They're not a simple drop cookie, but they have much less work than cinnamon buns do! The end result is a crisp, buttery cookie with a warm cinnamon taste - plus a house that smells amazing.
You can drizzle them with a little glaze if you want, or just leave them as is to enjoy.
Tip of the Day: In some instances, foil or plastic wrap can substitute just fine for parchment paper. Not here. The dough is quite sticky and will adhere itself to foil or plastic in the freezer with the end result being not so pretty cookies. Invest in parchment!
Recipe: (via Heat to 350)
1/2 cup powdered sugar
3/4 cup (1 1/2 sticks) butter or margarine, softened
1/2 teaspoon salt
1 1/2 teaspoon vanilla
1 1/2 cups flour
1/4 cup granulated sugar
1 1/2 teaspoons cinnamon
1 large egg white
1 tablespoon water
Beat together the butter, powdered sugar, salt and vanilla until light and fluffy.

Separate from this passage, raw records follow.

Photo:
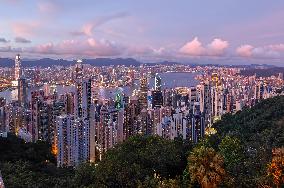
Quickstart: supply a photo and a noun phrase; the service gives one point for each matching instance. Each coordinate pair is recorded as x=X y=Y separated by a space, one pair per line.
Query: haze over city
x=223 y=32
x=150 y=93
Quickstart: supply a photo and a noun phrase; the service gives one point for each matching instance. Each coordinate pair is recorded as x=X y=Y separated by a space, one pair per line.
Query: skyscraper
x=143 y=92
x=18 y=71
x=22 y=92
x=66 y=140
x=158 y=83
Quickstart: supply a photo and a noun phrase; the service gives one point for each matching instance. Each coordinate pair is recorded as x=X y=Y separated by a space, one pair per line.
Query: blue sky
x=150 y=30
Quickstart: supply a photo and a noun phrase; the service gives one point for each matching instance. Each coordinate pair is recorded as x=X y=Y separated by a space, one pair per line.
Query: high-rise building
x=18 y=70
x=2 y=114
x=22 y=92
x=66 y=141
x=83 y=122
x=143 y=92
x=158 y=83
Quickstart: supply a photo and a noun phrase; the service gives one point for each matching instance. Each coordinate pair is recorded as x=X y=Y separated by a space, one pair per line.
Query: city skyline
x=186 y=31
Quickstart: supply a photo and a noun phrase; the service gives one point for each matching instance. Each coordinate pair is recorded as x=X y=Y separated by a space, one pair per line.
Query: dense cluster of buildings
x=82 y=126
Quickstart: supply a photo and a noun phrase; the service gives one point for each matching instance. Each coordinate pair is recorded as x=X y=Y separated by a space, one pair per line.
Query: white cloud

Add in the flour and stir until the dough comes together. Form the dough in to a disk, wrap in plastic and refrigerate at least 2 hours.

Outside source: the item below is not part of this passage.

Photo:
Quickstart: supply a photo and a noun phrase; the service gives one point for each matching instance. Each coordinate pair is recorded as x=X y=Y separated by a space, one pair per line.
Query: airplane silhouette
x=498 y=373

On a piece of parchment paper, roll the dough out into a large rectangle, about 9x12".
Whisk together the egg white and water and brush it on the dough, then mix together the sugar and cinnamon and sprinkle it evenly over the dough
Roll the log up in to a long, thin, tight roll, then wrap in the parchment paper and stick in the freezer for at least 1 hour.
Using a sharp chef's knife, cut the log in to 1/2" slices, then bake on parchment paper at 350 F for 10 to 14 minutes.